It was late, Friday night, and the forecast was heavy rain and thunderstorms. I had just finished submitting an assignment, and needed to get some fresh air.
There was lightning and thunder, though the rain hadn’t started coming down yet.
Naturally, I thought it’d be the perfect time to go for a late night walk.
I live on the border between a large, fairly developed, residential city, Brampton, and a contrasting, primarily agriculture-based city, Caledon.
I cross this border frequently, and I’m no tourist to my lovely northern neighbour.
I decided I’d walk over to Caledon, during my expedition.
I tend to let the wind dictate the direction of my night.
This night, there was a strong south-eastern wind.
I decided to start by walking against the wind, as I have most energy at the beginning of my walk, and plan to walk with the wind on my way back.
About an hour deep into Caledon, I figured I start on my path back home. I made a right turn eastward, and started walking with the whispering wind.
The country back road was fairly dark, but there was a nice paved sidewalk, and so I thought “hey, this can’t be too bad”.
I continue walking, sharing the night, and the road, with the dancing drizzle.
Periodically, I’d be met with the distanced light of a passing car. The image of the car got stronger and more vivid as the light of the car neared me, escaping the chamber of rain that was once between it and me.

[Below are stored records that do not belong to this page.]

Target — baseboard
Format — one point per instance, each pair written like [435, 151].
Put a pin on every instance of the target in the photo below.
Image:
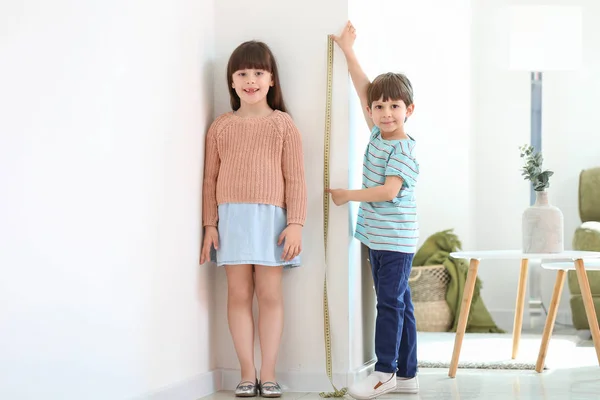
[190, 389]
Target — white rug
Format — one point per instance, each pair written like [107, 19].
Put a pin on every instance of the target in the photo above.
[493, 351]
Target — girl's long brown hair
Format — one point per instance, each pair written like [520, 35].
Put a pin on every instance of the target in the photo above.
[255, 55]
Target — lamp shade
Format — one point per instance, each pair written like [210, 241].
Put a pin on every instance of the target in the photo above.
[545, 38]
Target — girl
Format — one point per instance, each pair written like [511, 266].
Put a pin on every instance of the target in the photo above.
[254, 207]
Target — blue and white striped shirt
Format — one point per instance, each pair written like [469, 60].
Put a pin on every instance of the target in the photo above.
[389, 225]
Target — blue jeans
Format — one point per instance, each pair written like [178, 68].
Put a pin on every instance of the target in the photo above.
[395, 327]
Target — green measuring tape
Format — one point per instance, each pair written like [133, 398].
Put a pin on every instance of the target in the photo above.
[337, 392]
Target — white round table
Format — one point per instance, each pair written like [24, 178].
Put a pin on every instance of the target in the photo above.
[562, 261]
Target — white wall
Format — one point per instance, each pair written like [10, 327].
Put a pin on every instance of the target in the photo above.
[501, 125]
[297, 34]
[104, 107]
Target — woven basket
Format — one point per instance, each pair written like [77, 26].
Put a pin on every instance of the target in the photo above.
[428, 287]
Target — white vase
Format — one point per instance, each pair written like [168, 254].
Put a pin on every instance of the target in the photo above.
[543, 227]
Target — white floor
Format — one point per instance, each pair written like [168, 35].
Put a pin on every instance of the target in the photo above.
[564, 384]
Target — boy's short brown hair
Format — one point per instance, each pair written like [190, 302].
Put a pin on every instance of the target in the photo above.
[390, 86]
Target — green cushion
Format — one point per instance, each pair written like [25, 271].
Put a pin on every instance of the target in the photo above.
[587, 238]
[589, 194]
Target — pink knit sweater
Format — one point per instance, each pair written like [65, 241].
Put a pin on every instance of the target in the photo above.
[254, 160]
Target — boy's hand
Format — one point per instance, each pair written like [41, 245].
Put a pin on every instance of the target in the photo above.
[339, 196]
[211, 238]
[346, 38]
[292, 235]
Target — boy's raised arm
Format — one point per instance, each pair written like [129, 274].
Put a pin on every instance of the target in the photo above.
[360, 80]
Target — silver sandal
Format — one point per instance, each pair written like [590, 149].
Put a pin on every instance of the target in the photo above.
[270, 389]
[246, 389]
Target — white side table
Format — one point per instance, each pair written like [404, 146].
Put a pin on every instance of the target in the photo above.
[588, 303]
[476, 256]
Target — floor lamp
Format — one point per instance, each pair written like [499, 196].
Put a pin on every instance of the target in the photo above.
[542, 38]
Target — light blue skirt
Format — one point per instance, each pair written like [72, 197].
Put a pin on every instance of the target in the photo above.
[248, 234]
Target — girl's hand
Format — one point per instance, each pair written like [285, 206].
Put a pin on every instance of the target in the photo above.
[292, 235]
[339, 196]
[211, 238]
[346, 38]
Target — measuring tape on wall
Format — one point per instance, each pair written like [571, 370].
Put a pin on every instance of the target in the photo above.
[337, 392]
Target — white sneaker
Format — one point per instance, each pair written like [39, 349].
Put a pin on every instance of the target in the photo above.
[404, 385]
[372, 386]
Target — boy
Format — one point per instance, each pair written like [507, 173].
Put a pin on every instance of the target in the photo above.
[387, 223]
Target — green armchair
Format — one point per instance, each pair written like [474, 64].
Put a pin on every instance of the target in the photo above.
[587, 237]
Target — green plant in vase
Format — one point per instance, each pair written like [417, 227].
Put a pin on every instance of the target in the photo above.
[543, 230]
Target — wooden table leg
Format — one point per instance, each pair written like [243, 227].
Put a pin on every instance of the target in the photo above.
[551, 319]
[588, 302]
[464, 315]
[520, 305]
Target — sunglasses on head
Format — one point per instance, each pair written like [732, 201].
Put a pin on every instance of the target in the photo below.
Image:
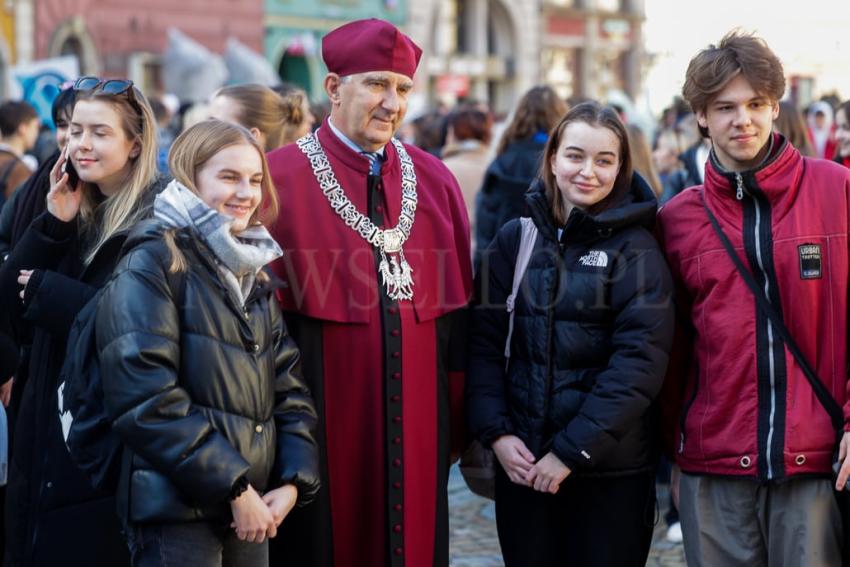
[109, 86]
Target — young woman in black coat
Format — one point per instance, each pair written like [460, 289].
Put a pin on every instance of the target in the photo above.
[66, 254]
[200, 376]
[571, 418]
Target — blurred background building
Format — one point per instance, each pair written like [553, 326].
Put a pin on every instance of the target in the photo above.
[489, 51]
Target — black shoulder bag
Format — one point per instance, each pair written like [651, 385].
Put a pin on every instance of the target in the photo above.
[836, 415]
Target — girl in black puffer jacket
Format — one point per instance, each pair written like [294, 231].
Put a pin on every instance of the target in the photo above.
[201, 379]
[571, 419]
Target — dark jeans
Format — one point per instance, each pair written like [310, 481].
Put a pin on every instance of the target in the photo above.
[599, 522]
[192, 545]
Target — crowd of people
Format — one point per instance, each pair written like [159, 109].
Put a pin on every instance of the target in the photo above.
[298, 321]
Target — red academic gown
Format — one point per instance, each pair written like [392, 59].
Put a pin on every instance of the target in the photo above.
[386, 375]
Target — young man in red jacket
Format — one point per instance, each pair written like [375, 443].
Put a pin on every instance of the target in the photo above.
[754, 444]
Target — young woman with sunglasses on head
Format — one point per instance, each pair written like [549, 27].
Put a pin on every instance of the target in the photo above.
[200, 376]
[570, 415]
[61, 260]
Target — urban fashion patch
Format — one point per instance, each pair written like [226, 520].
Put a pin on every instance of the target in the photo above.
[810, 261]
[595, 259]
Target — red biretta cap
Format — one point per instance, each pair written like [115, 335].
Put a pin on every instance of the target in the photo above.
[369, 45]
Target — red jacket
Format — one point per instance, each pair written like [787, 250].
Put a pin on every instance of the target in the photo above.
[734, 397]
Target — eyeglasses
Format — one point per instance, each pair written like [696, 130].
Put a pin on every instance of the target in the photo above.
[109, 86]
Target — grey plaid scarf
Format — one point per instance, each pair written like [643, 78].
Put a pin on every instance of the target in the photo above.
[240, 256]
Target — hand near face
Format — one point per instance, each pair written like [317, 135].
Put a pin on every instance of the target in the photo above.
[514, 456]
[547, 474]
[63, 201]
[280, 501]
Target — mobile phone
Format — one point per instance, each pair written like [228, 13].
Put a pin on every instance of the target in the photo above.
[73, 178]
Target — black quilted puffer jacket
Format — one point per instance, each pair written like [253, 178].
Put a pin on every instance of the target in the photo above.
[202, 391]
[592, 333]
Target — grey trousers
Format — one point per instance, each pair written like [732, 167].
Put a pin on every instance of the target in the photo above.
[738, 522]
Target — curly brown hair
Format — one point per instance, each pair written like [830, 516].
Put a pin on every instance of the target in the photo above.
[737, 53]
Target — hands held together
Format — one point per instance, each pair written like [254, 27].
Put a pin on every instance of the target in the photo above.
[255, 518]
[546, 475]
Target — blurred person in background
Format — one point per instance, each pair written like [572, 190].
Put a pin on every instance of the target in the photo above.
[642, 158]
[790, 123]
[302, 120]
[842, 133]
[430, 131]
[273, 119]
[467, 151]
[517, 162]
[19, 128]
[821, 129]
[26, 203]
[28, 200]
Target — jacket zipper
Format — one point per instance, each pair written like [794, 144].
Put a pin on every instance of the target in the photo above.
[683, 418]
[741, 191]
[550, 338]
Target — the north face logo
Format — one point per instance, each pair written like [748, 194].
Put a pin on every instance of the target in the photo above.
[594, 258]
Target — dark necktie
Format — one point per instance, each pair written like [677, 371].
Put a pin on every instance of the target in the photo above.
[375, 160]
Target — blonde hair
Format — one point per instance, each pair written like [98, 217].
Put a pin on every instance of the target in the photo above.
[104, 218]
[195, 147]
[277, 117]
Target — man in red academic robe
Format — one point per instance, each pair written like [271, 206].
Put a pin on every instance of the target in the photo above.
[376, 274]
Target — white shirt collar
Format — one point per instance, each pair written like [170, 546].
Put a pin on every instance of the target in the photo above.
[347, 141]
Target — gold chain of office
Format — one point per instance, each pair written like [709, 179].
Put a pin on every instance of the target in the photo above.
[395, 270]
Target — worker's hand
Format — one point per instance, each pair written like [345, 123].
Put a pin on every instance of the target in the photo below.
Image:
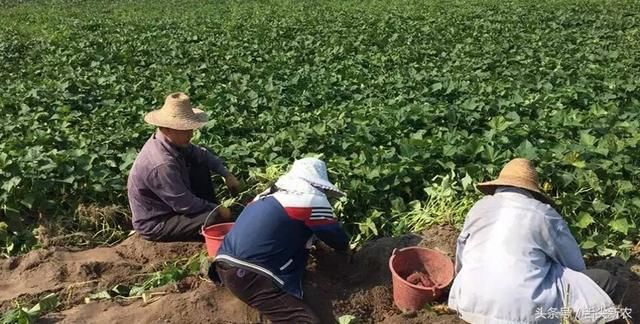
[232, 183]
[224, 213]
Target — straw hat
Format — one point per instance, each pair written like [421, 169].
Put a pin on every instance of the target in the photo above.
[177, 113]
[312, 171]
[518, 173]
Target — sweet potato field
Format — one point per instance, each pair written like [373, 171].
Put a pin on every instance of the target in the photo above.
[410, 103]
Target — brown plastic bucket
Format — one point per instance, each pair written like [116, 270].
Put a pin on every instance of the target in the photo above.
[404, 262]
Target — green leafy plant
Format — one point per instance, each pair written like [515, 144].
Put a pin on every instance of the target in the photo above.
[396, 95]
[26, 315]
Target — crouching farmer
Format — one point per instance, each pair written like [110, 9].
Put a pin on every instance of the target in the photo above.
[517, 261]
[263, 257]
[169, 187]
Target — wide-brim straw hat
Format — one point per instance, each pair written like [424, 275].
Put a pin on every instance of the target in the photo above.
[519, 173]
[177, 113]
[314, 172]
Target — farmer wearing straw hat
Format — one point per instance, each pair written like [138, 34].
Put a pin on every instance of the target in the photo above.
[517, 261]
[169, 186]
[263, 257]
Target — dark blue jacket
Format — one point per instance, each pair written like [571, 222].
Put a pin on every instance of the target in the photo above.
[270, 238]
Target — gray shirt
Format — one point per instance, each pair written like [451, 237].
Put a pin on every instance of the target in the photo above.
[159, 182]
[515, 259]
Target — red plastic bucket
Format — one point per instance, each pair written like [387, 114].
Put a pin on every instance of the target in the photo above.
[404, 262]
[213, 236]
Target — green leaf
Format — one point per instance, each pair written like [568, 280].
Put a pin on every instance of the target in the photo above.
[588, 244]
[347, 319]
[620, 225]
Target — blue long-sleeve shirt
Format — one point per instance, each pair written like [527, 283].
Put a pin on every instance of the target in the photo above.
[159, 183]
[515, 259]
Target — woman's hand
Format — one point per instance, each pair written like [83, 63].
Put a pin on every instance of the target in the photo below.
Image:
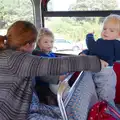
[103, 63]
[82, 54]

Cars tend to slow down as they make out a person walking.
I continue walking until I was met with a sign.
I was slightly startled, because I didn’t want to turn back and walk against the wind.

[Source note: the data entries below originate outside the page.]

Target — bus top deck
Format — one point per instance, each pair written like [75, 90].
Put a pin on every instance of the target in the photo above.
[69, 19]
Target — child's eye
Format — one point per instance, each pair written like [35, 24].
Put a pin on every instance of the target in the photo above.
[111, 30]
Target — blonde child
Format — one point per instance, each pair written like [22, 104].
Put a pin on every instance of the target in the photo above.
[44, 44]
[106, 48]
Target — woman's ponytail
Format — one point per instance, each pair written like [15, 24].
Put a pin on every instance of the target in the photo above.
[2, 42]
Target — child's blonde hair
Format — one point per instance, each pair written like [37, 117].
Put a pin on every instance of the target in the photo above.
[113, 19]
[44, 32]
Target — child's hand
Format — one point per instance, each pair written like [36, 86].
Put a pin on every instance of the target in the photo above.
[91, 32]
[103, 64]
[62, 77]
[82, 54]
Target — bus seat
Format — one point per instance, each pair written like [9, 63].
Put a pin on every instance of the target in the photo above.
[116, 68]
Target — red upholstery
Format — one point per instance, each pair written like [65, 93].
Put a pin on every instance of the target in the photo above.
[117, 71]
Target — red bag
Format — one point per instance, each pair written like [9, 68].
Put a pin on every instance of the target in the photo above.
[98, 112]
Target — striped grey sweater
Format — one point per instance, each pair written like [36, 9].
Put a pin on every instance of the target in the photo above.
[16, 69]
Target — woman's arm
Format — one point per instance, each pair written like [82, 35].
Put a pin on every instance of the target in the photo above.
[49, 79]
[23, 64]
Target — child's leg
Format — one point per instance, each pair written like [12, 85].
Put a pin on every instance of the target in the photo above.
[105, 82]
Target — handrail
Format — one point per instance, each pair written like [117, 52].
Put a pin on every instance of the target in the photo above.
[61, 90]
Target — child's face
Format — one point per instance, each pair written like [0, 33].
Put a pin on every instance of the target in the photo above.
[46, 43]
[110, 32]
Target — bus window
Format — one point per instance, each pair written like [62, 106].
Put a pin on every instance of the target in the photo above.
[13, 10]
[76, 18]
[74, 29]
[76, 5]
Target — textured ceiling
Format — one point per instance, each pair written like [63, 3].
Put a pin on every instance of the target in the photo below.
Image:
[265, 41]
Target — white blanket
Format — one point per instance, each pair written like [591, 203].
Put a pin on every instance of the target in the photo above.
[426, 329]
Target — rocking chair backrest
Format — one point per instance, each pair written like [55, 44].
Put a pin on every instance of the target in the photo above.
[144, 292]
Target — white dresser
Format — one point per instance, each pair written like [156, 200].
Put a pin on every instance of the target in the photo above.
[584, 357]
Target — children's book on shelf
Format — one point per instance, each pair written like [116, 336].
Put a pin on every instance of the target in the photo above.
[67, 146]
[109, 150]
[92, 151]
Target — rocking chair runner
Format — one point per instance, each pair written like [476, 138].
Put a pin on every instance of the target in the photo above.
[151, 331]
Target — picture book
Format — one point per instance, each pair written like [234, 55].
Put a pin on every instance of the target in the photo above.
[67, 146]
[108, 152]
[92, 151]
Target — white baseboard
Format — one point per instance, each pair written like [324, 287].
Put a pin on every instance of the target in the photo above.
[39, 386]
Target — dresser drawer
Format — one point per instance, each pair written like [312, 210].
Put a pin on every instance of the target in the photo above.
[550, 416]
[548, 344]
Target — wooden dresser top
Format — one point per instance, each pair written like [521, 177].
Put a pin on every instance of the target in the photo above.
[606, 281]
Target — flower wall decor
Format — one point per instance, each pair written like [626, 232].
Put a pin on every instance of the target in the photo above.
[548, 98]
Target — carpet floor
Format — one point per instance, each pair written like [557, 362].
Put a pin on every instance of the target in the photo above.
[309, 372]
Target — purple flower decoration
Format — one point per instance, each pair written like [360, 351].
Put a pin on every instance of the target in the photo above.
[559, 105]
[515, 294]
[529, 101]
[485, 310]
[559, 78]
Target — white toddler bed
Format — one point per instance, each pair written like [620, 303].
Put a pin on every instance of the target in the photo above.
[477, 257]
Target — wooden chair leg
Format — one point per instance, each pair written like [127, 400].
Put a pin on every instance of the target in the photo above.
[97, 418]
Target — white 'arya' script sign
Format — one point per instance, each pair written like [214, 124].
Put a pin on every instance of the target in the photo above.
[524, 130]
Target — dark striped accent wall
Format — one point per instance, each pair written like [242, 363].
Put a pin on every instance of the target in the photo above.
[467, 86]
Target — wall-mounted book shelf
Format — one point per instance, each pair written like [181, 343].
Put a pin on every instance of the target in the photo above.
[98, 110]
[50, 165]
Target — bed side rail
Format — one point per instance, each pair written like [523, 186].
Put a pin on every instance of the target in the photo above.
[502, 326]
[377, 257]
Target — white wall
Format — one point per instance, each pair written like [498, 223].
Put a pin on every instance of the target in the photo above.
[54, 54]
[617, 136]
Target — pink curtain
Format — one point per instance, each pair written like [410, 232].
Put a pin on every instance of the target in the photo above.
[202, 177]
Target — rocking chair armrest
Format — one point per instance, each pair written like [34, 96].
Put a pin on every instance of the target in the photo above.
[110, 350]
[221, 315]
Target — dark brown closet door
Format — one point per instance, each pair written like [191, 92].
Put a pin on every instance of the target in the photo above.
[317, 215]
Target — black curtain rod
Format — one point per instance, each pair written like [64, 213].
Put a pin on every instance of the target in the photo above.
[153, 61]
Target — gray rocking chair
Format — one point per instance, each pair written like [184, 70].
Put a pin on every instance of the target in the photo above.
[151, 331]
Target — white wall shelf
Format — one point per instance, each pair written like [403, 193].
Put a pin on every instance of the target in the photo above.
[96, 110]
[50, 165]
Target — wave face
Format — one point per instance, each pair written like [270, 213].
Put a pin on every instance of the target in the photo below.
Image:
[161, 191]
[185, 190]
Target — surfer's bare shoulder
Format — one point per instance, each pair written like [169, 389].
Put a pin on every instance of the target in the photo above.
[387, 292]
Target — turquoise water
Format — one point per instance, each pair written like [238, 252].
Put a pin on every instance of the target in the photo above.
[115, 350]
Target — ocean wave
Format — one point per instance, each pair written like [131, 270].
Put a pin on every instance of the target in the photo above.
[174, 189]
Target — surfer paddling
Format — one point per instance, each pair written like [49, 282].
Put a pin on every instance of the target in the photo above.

I had made the decision to break the rules.
Okay, calm down. It was the middle of the night, and it was just a construction sign preventing regular pedestrian traffic from walking during the day hours.
It led me to think about what it means to be virtuous, though.
I abide by virtue ethics, namely, I always strive to do what’s considered right.
I pride myself in maintaining my character, and won’t accept faltering on this, whether alone or under the scrutiny of others.
In no way is this meant to imply I am always virtuous. I’ve broken the rules many times, and have even cited a few of these instances on my blog (see: rash driving).
My philosophy goes something like:
Of course, this procedure isn’t explicit. It’s intrinsic, and I’m not even necessarily sure if I consider it – I hope I have some framework for assessing these decisions.
Anyways, I had determined that I’m going to continue.
I had continue walking forward.
It was pretty much an empty construction site. There was unattended cats, which seemed enticing. I guess the capitalization matters here.
I always wanted to be a construction worker, and so a part of me enjoyed being on the site. Perhaps that fantasy will be the subject for a post some day.
Eventually I had cleared the site, and ended up in what seemed like a farm.
I looked across the horizon and noticed a flash of lightning beaming over thousands of rows of maize.
It was a beautiful site.
I felt small in that moment.
As grounded as the electric charge that caused the flash of light in front of my eyes.
I felt one with the movement.
I felt one with the stillness.
Thousands and thousands of acres of trees, rows of corn, the screams of the thunder, the flash of lightning, the hugs of harsh rain, the whips of wind, and me.
It felt monumental to be surrounded by such vastness.
At that moment, I felt I was justified in my actions.